Primero oyen el rugido de un coche lanzado a toda velocidad, después el estruendo de los AK-47, luego todos se tiran al suelo, agachados detrás de las mesas. Art, Ernie y Shag esperan unos minutos tras los disparos, y después salen a mirar el coche de Art. Las ventanillas del Ford Taurus han volado en pedazos, los neumáticos están reventados y los costados exhiben decenas de agujeros grandes de bala.

—Creo que ni Blue Book lo podrá reparar, jefe —dice Shag.

Los
federales
se presentan al cabo de poco.

Si es que no estaban ya aquí, piensa Art.

Le conducen a la comisaría, donde el coronel Vega le mira con profunda preocupación.

—Gracias a Dios que no estaba dentro del vehículo —dice—. ¿Quién puede haber hecho algo semejante? ¿Tiene enemigos en la ciudad, señor Keller?

—Sabe muy bien quién cojones ha hecho esto —suelta Art—. Su chico, Barrera.

Vega le mira con los ojos desorbitados de incredulidad.

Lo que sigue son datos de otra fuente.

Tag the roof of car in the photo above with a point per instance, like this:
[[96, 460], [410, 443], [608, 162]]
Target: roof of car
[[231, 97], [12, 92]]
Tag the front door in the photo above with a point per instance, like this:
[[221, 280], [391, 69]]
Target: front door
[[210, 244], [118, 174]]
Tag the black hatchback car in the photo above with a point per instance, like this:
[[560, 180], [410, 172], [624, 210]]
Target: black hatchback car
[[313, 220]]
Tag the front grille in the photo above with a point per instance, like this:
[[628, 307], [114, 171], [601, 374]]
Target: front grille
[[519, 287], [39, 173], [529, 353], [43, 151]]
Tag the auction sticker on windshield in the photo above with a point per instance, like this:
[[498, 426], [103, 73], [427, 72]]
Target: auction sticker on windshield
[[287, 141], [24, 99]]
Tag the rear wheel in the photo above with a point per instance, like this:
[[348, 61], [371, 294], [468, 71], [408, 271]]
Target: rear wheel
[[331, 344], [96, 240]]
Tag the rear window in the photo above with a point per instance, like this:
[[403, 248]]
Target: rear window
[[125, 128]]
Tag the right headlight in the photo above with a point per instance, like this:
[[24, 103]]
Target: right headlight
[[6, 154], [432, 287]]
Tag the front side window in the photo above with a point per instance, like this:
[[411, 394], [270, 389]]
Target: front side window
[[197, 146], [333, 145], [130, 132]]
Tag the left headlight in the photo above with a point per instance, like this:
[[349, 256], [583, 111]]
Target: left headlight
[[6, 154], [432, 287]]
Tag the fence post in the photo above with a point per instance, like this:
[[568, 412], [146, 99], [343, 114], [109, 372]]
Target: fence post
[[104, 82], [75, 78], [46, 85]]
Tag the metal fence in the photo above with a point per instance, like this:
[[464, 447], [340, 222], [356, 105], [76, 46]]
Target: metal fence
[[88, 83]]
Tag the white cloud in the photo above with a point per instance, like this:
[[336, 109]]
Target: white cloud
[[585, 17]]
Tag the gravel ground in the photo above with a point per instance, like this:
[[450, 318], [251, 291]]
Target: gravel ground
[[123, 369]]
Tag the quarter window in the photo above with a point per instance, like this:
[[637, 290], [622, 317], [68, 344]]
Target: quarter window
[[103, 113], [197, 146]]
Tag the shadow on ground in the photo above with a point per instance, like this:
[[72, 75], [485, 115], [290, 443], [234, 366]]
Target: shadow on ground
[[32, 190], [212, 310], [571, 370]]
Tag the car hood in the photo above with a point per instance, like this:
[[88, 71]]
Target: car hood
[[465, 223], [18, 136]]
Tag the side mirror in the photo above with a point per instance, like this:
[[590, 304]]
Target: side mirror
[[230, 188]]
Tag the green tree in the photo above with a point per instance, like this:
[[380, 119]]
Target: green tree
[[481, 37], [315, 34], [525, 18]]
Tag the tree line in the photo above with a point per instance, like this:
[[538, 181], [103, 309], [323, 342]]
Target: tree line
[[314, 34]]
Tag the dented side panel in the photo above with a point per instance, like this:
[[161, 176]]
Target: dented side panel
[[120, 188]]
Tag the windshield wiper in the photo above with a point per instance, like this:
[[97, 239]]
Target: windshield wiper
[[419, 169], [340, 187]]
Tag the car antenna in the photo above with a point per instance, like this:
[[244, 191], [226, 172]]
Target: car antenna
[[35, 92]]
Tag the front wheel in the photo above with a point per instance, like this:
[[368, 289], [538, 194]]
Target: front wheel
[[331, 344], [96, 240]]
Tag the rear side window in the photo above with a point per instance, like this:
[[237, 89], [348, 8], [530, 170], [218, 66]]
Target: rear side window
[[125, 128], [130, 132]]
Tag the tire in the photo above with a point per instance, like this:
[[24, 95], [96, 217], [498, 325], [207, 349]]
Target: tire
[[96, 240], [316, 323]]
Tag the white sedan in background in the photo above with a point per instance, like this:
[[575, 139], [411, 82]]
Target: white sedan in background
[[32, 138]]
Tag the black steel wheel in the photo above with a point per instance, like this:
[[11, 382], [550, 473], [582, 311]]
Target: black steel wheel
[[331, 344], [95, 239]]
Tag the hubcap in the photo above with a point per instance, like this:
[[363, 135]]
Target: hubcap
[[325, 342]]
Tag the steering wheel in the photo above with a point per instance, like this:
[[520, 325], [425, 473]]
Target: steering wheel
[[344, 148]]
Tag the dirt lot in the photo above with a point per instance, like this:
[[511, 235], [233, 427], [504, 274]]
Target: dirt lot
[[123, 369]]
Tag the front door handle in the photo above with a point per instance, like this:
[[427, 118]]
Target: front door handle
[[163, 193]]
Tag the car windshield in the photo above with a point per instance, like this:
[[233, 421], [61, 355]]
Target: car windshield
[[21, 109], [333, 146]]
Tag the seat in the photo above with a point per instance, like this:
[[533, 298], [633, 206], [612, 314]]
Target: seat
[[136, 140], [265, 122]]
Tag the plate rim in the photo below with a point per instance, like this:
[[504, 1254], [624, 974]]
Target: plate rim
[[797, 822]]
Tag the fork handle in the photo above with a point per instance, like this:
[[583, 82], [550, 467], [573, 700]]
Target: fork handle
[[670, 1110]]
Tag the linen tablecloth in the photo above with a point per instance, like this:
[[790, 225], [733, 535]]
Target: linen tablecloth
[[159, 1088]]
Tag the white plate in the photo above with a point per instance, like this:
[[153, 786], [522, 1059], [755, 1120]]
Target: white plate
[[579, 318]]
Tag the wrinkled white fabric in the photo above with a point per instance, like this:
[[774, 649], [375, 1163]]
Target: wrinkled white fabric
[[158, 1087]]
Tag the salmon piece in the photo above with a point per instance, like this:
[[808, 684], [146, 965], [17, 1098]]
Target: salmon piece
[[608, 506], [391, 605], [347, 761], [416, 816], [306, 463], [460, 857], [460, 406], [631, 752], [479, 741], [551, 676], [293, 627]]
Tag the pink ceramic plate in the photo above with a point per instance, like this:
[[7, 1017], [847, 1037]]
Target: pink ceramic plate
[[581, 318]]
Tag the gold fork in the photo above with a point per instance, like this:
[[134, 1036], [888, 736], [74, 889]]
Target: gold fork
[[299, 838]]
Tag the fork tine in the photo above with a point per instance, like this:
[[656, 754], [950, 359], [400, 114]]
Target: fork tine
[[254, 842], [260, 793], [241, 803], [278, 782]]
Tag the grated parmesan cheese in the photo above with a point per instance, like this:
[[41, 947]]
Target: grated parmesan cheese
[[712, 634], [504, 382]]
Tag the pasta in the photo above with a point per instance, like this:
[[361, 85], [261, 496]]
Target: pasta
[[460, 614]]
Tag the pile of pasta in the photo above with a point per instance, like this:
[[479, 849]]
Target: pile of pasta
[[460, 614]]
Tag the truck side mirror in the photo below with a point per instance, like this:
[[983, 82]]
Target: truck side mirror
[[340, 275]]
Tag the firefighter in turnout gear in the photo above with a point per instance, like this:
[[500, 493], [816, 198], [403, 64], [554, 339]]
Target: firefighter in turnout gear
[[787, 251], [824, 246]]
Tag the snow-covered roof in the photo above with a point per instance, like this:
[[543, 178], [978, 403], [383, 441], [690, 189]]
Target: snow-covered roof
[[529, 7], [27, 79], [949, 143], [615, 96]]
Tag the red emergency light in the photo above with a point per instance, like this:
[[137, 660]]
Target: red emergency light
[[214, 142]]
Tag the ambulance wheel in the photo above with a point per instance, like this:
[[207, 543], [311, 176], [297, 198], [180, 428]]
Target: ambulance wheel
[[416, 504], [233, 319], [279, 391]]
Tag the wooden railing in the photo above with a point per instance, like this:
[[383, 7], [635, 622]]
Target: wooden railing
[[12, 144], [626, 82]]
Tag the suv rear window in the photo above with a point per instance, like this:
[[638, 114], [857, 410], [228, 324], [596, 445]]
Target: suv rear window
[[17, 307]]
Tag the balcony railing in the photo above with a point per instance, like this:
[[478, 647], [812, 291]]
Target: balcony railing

—¿Miguel Ángel Barrera? Pero ¿por qué querría hacer algo semejante? Usted mismo me dijo que no está investigando a don Miguel.

Vega le retiene en la sala de interrogatorios durante tres horas y media, intentando sonsacarle sobre sus investigaciones, con el pretexto de intentar determinar quién ha podido tener motivos para atacarle.

Ernie tiene miedo de que no salga. Está aparcado en el vestíbulo y se niega a marcharse hasta que su jefe no salga de allí. Mientras Ernie sigue acampado, Shag va a casa de Keller.